RUBIO: First of all, if I was in charge of this issue, we never would have gotten to this point. We would have identified elements that we could have worked with, and we would have made sure that those elements, not the al Qaeda elements, were the best armed, best equipped and best trained. That being said, I think we need to continue to search for elements on the ground that we can work with, and we should try to do the best we can to increase their viability and their strength so that even when Assad falls, and we hope that he still will, they will be the ones on the ground with -- with the best ability to kind of manage a future, hopefully democratic Syria, and peaceful Syria.
KARL: Before we leave the Middle East, we obviously had a big election in Iran over the weekend. The most moderate candidate won. So let -- let me ask you this, is Iran under a President Rohani going to be potentially easier to deal with? Less of a threat than Iran under President Ahmadinejad?
RUBIO: First of all, moderate from -- by Iranian political standards is not what we could describe as moderate here in the West, but let me just say that I hope so, because the people of Iran do not want the future that their leaders have wanted. The people of Iran want to engage with the rest of the world, do not want to be isolated, don't want Iran going back to the 16th and 17th century. They'd like to be part of the 21st century. The people of Iran, and hopefully this will be a step in that direction.
But I'm not all that optimistic. At the end of the day, in order to have better relations, not just with the United States but with the world, Iran knows exactly what it needs to do. It needs to abandon its nuclear weapons ambitions, and it needs to pledge to walk away from these things. And unfortunately, this gentleman who was just elected is a strong supporter of the nuclear program and the nuclear weaponization as well. And so the bottom line is that that we are hopeful that that's the case, but at the end of the day, you know, the supreme leader calls the shots in Iran, and it's still the same supreme leader that has put Iran on this very dangerous track.
KARL: OK, I want to turn to immigration. You are one of the primary architects, author of the bill that came out of the Senate Judiciary Committee, immigration reform. I have a basic question for you, Senator. Do you support your own bill?

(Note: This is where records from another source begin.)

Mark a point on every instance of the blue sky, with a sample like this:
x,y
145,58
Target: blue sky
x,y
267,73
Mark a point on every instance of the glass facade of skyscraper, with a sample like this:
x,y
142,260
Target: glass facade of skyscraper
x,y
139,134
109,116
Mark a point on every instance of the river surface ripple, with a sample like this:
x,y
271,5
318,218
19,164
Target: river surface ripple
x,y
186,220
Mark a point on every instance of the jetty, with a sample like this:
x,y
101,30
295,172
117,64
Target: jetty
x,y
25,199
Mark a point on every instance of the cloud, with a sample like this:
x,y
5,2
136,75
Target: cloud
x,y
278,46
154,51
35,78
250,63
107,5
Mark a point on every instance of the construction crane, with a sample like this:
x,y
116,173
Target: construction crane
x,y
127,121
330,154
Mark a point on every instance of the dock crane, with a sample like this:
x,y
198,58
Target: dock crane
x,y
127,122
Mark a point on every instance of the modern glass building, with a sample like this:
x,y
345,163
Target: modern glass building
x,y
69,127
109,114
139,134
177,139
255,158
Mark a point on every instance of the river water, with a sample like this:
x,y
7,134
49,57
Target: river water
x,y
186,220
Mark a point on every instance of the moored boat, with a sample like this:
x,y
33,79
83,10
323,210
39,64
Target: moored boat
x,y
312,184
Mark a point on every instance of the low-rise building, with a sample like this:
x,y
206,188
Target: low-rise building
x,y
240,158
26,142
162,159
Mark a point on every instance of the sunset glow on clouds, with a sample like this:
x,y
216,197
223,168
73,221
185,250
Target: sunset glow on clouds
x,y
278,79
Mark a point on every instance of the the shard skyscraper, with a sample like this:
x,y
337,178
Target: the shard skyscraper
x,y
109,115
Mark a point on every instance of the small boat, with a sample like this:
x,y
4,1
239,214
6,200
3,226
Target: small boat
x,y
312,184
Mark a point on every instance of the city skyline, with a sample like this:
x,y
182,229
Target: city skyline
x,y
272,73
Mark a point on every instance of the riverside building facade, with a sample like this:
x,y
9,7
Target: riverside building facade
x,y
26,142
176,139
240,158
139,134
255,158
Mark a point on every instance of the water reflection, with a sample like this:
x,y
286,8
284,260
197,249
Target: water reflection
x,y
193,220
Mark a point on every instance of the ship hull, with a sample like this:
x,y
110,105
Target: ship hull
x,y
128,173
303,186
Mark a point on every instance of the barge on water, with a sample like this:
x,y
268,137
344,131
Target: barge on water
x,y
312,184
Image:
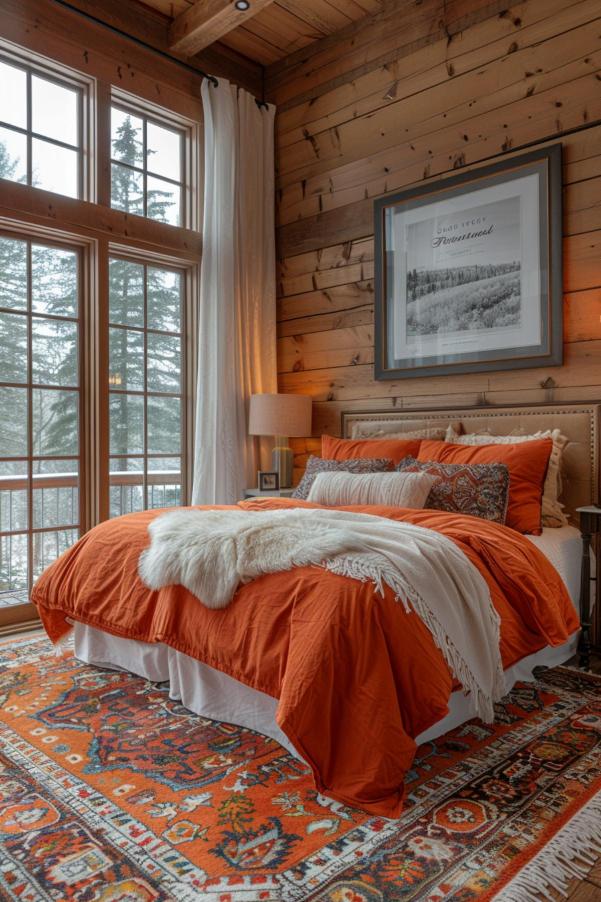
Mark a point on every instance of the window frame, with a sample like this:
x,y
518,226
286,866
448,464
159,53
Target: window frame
x,y
85,87
74,244
189,153
101,231
169,264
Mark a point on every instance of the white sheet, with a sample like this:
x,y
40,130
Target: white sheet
x,y
216,695
563,547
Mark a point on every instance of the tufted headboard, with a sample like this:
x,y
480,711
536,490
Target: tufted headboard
x,y
579,422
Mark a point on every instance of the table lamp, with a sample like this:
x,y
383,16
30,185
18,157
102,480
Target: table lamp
x,y
283,416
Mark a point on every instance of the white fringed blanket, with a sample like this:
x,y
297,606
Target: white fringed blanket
x,y
212,552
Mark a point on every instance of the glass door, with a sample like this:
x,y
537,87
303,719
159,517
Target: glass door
x,y
40,459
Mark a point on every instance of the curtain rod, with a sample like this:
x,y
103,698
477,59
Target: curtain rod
x,y
130,37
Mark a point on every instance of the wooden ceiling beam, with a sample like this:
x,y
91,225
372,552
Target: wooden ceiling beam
x,y
207,21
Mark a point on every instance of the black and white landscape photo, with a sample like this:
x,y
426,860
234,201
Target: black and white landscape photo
x,y
464,271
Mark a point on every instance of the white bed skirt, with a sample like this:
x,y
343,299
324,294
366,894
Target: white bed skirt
x,y
216,695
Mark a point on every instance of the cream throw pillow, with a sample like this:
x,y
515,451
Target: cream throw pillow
x,y
392,489
552,513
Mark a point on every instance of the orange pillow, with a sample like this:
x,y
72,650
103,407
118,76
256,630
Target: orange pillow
x,y
348,448
527,464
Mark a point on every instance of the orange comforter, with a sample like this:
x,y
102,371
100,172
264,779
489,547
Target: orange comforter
x,y
356,676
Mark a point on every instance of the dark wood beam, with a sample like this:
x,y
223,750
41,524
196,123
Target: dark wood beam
x,y
151,27
208,20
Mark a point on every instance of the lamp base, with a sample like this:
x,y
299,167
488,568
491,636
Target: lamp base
x,y
282,460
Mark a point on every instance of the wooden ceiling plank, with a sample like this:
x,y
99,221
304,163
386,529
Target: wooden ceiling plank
x,y
207,21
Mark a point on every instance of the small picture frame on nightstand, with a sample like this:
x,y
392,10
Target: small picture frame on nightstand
x,y
269,481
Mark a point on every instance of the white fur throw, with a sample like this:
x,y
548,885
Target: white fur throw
x,y
212,552
394,489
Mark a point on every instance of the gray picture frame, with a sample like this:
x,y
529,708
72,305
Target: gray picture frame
x,y
529,186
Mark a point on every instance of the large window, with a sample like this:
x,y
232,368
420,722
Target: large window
x,y
146,315
39,410
97,288
147,167
40,130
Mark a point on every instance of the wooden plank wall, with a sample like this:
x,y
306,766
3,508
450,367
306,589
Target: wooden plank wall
x,y
422,89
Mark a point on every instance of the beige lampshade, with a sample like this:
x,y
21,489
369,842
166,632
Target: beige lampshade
x,y
288,415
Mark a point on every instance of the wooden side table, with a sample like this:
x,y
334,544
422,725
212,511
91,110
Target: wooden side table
x,y
590,525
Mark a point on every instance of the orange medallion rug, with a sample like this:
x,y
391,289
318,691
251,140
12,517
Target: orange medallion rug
x,y
109,790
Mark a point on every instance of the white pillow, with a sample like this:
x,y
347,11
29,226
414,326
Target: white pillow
x,y
552,513
393,489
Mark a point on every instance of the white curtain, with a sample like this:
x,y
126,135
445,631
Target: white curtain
x,y
237,317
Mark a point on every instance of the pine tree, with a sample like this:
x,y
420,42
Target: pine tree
x,y
127,308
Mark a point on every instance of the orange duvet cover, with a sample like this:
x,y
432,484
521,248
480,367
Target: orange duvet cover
x,y
356,676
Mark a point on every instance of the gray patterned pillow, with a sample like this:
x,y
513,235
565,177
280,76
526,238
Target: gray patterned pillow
x,y
481,490
317,465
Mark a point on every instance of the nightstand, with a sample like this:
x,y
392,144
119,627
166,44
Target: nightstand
x,y
278,493
590,525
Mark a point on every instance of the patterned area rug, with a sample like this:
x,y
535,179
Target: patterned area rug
x,y
111,791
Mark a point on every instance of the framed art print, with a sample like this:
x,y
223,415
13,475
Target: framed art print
x,y
469,271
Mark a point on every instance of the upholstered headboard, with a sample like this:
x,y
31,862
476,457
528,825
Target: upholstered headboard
x,y
579,422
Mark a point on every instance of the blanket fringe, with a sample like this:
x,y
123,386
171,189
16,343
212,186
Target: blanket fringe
x,y
570,854
371,568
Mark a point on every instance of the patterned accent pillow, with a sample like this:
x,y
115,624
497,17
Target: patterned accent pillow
x,y
317,465
481,490
552,513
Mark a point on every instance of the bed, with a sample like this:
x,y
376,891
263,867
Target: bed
x,y
212,692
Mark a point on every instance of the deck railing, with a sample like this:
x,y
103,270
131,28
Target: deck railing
x,y
56,511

RUBIO: Well, obviously, I think it's an excellent starting point, and I think 95, 96 percent of the bill is in perfect shape and ready to go. But there are elements that need to be improved. This is how the legislative process is supposed to work. You offer an idea, you get public input and the input of your other colleagues. From these criticisms or observations come out new ideas about how to make it better, and of course you can't ignore that. Those things need to be addressed. And we have the opportunity to do that now, in particular on the border security element.